There has also been a strong emphasis, through clinical practice guidelines, for example to reflect evolving knowledge on these rare cardiomyopathies and the role of family histories and genetic testing to identify some cardiomyopathies earlier. These efforts continue to improve the work of identifying these cardiomyopathies earlier. Influential guidelines include the 2022 AHA/ACC/HFSA Guideline for the Management of Heart Failure: A Report of the American College of Cardiology/American Heart Association Joint Committee on Clinical Practice Guidelines; the 2024 AHA/ACC/AMSSM/HRS/PACES/SCMR Guideline for the Management of Hypertrophic Cardiomyopathy: A Report of the American Heart Association/American College of Cardiology Joint Committee on Clinical Practice Guidelines; Advancing Transthyretin Amyloidosis Drug Development in an Evolving Treatment Landscape: Amyloidosis Forum Meeting Proceedings and expert consensus recommendations to improve diagnosis of ATTR amyloidosis with polyneuropathy.
Early identification and intervention have been shown to influence outcomes, she said. In addition, although scientists have made progress in understanding the molecular basis of most cardiomyopathies, there’s much still to learn about how and why specific cardiomyopathies can often present differently in different patients, Adigun said.
Limited therapeutic options add to the challenge as well, she said, calling the problem “complex and layered,” Adigun said. There is a tendency for the medical community — from physicians and physician-scientists to pharmaceutical companies — to look toward diseases with effective therapies or interventions for patients and have a subconscious desire to focus efforts in those areas. In rare cardiomyopathies, the picture is further complicated because fewer patients have been identified, resulting in less data to rely on.
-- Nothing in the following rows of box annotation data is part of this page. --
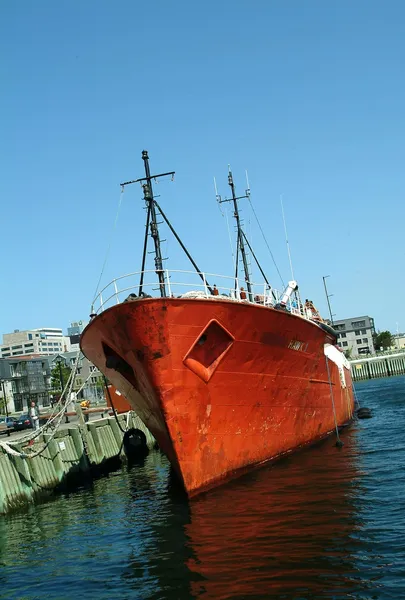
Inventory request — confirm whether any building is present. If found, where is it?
[0,356,51,412]
[391,333,405,350]
[47,352,104,402]
[333,317,375,358]
[0,327,70,358]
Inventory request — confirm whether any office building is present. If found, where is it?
[333,316,375,358]
[0,327,70,358]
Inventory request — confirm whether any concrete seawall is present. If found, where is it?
[0,413,155,514]
[350,352,405,381]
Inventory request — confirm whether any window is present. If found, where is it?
[352,321,366,329]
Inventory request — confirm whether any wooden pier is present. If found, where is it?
[350,352,405,381]
[0,412,155,514]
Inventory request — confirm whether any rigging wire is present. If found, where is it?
[280,194,295,279]
[214,177,235,268]
[248,194,285,287]
[92,186,124,312]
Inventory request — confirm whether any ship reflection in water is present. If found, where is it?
[182,431,361,599]
[0,378,405,600]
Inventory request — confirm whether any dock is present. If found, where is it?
[0,412,156,514]
[350,352,405,381]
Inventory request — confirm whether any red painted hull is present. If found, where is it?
[81,298,354,496]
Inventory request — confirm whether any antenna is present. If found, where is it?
[214,177,235,268]
[218,165,253,301]
[121,150,174,298]
[322,275,335,325]
[280,194,295,280]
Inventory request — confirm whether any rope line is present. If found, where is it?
[325,355,343,446]
[248,196,285,287]
[92,187,124,312]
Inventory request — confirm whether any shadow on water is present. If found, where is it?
[0,378,405,600]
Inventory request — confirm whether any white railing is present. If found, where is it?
[91,269,309,318]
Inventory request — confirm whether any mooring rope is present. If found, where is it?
[325,355,343,448]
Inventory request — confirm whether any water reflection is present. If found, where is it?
[0,378,405,600]
[186,430,361,599]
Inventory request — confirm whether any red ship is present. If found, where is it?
[81,151,354,497]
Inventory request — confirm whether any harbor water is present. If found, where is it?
[0,376,405,600]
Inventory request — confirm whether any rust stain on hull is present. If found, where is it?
[81,298,354,496]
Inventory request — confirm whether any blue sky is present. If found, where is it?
[0,0,405,333]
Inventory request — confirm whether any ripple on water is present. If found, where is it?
[0,377,405,600]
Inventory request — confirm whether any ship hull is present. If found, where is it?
[81,298,354,496]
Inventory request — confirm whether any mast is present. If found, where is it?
[218,168,253,301]
[121,150,213,298]
[117,150,174,298]
[322,275,333,327]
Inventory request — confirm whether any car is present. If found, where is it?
[14,414,32,431]
[0,417,17,431]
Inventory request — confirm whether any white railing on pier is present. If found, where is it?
[91,269,309,319]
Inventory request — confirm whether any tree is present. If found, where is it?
[51,363,72,394]
[373,331,394,352]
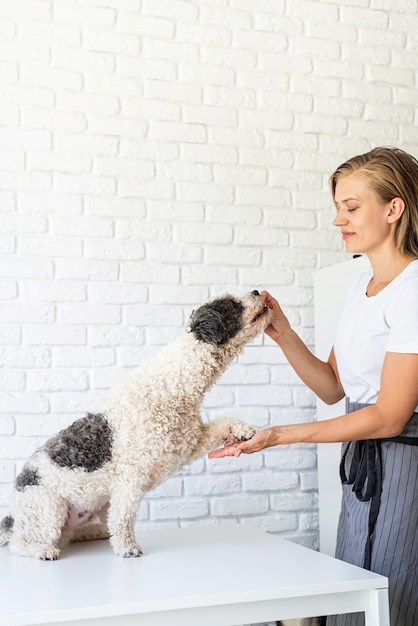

Creating well-designed interventional trials is another challenge, she said. Hurdles include an evolving knowledge of the natural history of these cardiomyopathies; pace of developing validated fit-for-purpose diagnostic tools specific for these conditions; evolving diagnostic algorithms; lack of disease-centric endpoints for clinical trials; and limited interest in investing to advance the science in rare diseases.
Nevertheless, Adigun noted several management strategies to improve outcomes for cardiomyopathies. They include:
- Enhanced screening and surveillance in at-risk populations, providing the opportunity to continue educating patients and health care professionals
- Disease-modifying therapies or other interventions, when available
- Symptom management and prevention of disease-related complications
Like Alexander, Adigun said she believes cardiology is seeing great strides in precision medicine and, although this will affect management of diseases generally, the impact will be more evident in rare cardiomyopathies. Advances in genome sequencing, evolution of cardiac imaging modalities and novel work in creating in-vitro and ex-vivo models of disease can improve understanding of the molecular underpinnings of disease and identify better targets for interventions, she said.
“With genomic sequencing, we can now identify more cardiovascular diseases that have a defined inheritance pattern caused by single genetic variant compared to other common cardiovascular diseases characterized by accumulation of small genetic variants with different implications,” Adigun said. “Identifying these variants and their weighted implications for disease manifestations are informing research in genome editing modalities in inherited cardiomyopathies, with encouraging data in early phase studies.”